If it were not for the supporting wires (fishing line), that comb must surely be at risk - even the slightest gust of wind might be enough to flex that soft comb like a hinged flap, and drop it onto the ground.

Sure - in a month or two that comb will be secure enough without any support - but right now it's extremely vulnerable.

Give me a bottom bar and supporting wires any day ...

LJ


----------



## cerezha (Oct 11, 2011)

asd said:


> ... If you don't intent to extract they're perfect...


I am a hobbyist, I do crush-and-strain, not a problem


----------



## cerezha (Oct 11, 2011)

Little-John said:


> .
> Well, here's another side to the same story...


 Essentially, my bees learned how to use top-bars only and we have very little problem with attachment etc. Once bees got the idea (top bar, straight comb), they follow the rules. They do not need any starter etc.
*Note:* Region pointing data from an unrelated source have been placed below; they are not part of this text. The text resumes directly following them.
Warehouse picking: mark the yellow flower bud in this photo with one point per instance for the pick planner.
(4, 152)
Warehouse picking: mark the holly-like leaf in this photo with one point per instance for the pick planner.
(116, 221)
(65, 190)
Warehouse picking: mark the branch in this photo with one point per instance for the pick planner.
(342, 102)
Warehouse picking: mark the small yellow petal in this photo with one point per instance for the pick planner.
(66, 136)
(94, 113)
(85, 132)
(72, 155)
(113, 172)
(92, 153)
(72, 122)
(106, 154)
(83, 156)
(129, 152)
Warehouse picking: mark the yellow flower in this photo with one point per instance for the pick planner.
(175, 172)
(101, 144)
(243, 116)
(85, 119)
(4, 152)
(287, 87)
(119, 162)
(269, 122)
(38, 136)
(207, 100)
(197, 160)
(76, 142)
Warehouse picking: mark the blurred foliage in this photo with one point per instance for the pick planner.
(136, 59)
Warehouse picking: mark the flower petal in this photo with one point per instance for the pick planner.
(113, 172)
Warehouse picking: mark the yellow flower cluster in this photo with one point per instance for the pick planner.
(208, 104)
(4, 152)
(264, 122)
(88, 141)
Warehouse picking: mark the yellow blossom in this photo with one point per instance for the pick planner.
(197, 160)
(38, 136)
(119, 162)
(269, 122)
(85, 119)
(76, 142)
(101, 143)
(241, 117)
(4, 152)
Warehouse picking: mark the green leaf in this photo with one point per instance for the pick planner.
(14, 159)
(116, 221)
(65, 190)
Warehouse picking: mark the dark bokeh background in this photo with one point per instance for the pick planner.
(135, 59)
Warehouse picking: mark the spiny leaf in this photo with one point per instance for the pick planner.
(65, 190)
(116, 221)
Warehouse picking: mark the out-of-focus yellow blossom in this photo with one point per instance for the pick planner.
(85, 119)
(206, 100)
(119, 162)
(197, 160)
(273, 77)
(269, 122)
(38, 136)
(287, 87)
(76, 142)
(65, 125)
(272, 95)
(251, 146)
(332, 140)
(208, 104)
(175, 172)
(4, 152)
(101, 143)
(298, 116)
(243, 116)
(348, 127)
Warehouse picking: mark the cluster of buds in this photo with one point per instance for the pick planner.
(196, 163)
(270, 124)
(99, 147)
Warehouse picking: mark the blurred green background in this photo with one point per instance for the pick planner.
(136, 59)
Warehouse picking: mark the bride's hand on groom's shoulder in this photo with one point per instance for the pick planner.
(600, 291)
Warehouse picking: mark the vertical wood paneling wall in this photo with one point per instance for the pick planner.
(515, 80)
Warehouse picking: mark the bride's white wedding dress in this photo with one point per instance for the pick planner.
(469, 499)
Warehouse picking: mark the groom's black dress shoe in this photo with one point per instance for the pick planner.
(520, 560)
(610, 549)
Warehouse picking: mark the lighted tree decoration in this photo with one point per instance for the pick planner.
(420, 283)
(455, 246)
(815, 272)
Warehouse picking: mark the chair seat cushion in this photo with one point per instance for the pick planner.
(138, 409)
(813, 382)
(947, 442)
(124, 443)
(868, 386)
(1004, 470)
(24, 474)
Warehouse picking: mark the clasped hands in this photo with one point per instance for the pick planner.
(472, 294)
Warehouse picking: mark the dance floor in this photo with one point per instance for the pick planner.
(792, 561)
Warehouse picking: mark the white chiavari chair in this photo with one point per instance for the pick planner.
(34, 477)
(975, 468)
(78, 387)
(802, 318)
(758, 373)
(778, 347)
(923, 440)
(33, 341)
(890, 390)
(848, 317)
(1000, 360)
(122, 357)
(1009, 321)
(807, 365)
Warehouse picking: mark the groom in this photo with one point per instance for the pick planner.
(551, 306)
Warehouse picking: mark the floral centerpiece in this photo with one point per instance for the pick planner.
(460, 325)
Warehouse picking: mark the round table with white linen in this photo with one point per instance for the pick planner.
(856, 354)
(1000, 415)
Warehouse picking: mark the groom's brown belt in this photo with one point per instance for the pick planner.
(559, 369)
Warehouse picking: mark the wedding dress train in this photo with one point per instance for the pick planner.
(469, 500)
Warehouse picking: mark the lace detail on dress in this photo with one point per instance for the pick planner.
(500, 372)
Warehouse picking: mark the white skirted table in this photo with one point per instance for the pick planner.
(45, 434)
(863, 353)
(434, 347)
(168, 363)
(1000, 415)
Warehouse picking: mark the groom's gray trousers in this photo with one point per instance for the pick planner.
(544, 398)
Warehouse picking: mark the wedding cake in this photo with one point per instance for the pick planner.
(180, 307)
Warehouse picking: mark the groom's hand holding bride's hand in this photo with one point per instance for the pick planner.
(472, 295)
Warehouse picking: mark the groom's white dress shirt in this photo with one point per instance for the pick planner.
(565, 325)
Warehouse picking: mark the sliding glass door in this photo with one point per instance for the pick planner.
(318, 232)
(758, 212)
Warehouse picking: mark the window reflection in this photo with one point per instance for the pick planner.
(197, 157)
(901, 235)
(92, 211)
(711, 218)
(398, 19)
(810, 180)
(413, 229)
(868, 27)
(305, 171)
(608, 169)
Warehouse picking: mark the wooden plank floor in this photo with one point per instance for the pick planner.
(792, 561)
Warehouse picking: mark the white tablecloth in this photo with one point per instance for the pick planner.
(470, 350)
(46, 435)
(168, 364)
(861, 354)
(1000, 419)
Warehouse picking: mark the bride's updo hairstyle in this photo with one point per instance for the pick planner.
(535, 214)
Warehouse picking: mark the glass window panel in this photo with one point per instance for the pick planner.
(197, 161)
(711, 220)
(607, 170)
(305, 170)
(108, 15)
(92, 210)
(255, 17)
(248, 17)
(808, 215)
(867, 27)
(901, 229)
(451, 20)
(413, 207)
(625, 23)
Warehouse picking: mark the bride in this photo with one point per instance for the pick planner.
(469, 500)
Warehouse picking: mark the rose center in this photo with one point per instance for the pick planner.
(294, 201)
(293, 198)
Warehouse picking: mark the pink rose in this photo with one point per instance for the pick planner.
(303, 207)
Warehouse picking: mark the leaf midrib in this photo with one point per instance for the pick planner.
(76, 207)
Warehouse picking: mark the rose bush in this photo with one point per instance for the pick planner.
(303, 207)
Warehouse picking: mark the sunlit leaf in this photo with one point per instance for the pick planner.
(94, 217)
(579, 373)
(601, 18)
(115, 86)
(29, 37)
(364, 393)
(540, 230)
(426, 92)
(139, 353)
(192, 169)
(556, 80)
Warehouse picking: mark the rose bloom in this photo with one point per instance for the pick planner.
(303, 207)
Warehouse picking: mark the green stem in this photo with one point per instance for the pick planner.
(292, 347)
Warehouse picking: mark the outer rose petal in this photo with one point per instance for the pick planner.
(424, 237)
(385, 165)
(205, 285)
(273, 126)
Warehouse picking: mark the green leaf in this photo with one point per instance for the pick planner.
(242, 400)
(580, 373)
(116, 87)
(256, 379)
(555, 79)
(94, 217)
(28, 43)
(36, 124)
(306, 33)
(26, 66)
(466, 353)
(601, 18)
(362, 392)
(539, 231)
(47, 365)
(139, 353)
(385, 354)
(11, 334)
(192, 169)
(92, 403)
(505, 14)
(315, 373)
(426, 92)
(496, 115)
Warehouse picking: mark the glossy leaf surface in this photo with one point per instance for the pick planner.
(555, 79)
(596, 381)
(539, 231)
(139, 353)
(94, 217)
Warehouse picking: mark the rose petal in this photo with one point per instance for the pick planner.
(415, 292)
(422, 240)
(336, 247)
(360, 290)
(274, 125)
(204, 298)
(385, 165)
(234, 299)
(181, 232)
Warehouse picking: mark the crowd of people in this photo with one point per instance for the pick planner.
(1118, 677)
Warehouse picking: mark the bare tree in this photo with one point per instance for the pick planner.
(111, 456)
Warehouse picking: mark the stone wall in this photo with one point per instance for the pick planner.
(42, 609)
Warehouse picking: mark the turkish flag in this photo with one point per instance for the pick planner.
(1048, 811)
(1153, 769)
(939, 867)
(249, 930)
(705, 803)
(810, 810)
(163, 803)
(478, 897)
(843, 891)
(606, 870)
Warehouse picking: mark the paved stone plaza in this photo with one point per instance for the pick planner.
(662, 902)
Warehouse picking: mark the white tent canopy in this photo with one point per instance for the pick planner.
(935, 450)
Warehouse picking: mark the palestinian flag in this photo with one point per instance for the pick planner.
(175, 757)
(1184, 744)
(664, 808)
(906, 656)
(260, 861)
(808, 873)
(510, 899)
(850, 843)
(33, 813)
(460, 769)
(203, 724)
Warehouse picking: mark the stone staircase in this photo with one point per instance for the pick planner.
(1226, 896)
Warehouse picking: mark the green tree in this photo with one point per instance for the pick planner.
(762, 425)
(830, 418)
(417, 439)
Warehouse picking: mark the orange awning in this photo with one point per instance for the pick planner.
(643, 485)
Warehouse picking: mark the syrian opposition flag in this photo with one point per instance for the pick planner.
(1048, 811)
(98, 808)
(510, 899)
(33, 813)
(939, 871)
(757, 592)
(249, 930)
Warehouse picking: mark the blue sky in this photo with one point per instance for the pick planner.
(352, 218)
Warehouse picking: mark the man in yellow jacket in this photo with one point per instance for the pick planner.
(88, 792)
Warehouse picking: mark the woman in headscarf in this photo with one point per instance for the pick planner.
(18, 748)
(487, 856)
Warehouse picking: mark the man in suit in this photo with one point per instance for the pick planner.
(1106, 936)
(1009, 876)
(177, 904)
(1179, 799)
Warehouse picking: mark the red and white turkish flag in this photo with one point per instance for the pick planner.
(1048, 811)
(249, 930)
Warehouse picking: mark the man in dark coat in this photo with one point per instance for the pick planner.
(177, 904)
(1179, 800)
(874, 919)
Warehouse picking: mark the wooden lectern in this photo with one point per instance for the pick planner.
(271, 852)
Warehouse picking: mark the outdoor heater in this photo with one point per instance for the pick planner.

At the beginning I tried many different "starters" - all of them helped somehow, but never 100%. I had anecdotal situation, when placed top-bar starter up - bees build perfect comb without any starter AND they did not use starter on the upper side to build the comb upwards. For medium boxes, I have very little problems related to comb's attachment-detachment. Deep box is another story - it can be done without anything, but short side bars can substantially improve stability.


----------



## asd (Jun 10, 2015)

cerezha said:


> I am a hobbyist, I do crush-and-strain, not a problem


That's a smart thing to do for a hobbyist. I'm a hobbyist too. This year I started to use wired(bought them so). One thing about foundation less frames is that in Spring you get tons of drone combs no matter where you put those frames(at least that's what happens in my location). I get much better results on nucleus hives as they are in the build up phase.









However I plan to use those drone frames in the honey supers. Does this happen to you too?


----------



## cerezha (Oct 11, 2011)

asd said:


> ... you get tons of drone combs... Does this happen to you too?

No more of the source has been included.